According to the Massachusetts Department of Revenue, the state took in about $18.5 billion in revenue in 2010. If that amount held constant, it would take the Massachusetts about 250 years to pay that amount — assuming every penny of state revenue was dedicated only to paying the potential legal fees for those alive today. If more law-abiding people moved into the state or new ones were born, the potential liability could skyrocket even more.

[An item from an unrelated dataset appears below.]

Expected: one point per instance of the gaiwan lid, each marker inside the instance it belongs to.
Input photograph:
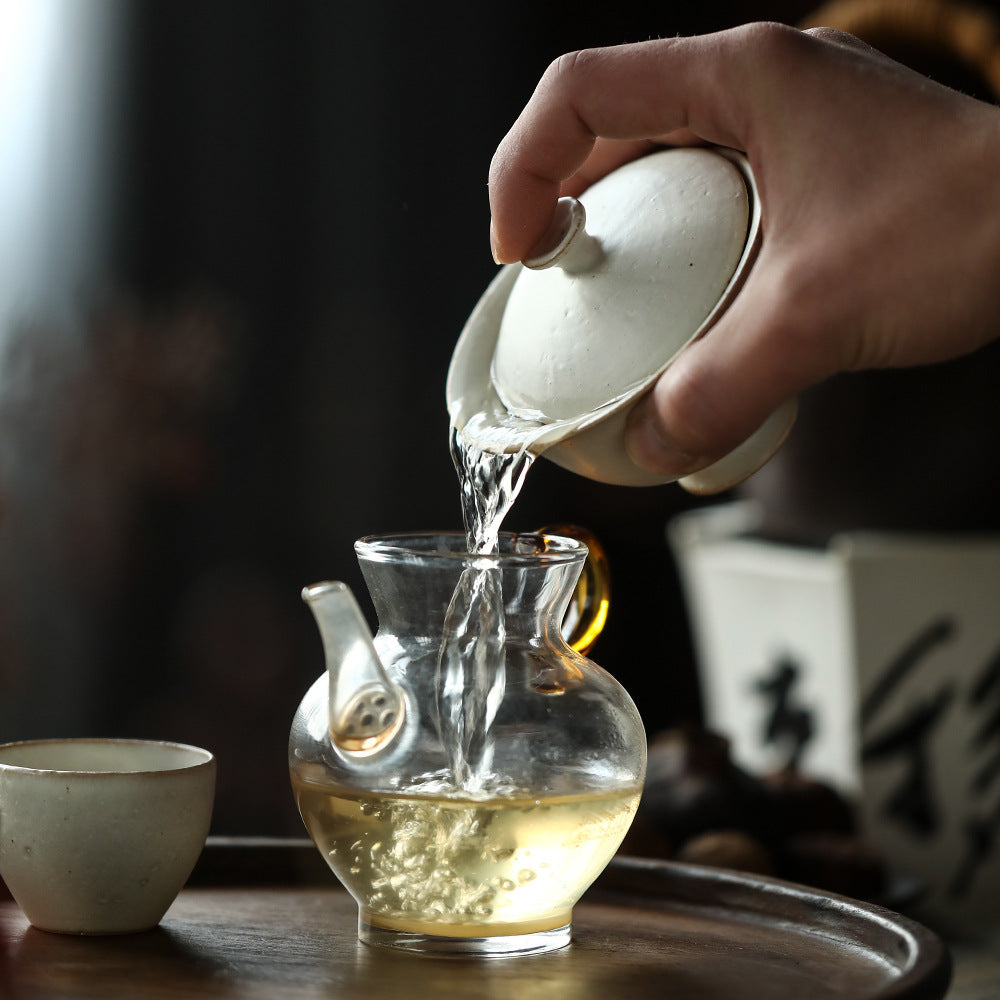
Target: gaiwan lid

Making matters worse, Reps. Lyons and Lombardo have actually proposed significant income tax, sales tax, and meals tax rollbacks, with a Herman Cain-like “5-5-5 plan”. Passage of these would further erode the state’s ability to pay the legal bills he seeks to cover.
Given that the state spent more than twice as much on its own legal fees than it would have cost to pay for the surgery the inmate’s doctors recommended, real fiscal conservatives would question the state’s refusal to comply with the law — rather than push to compound the wasteful spending exponentially.
Both Lyons and Lombardo voted against the state’s 2011 gender identity rights law, which protects transgender citizens against discrimination in employment, housing, K-12 public education, and credit.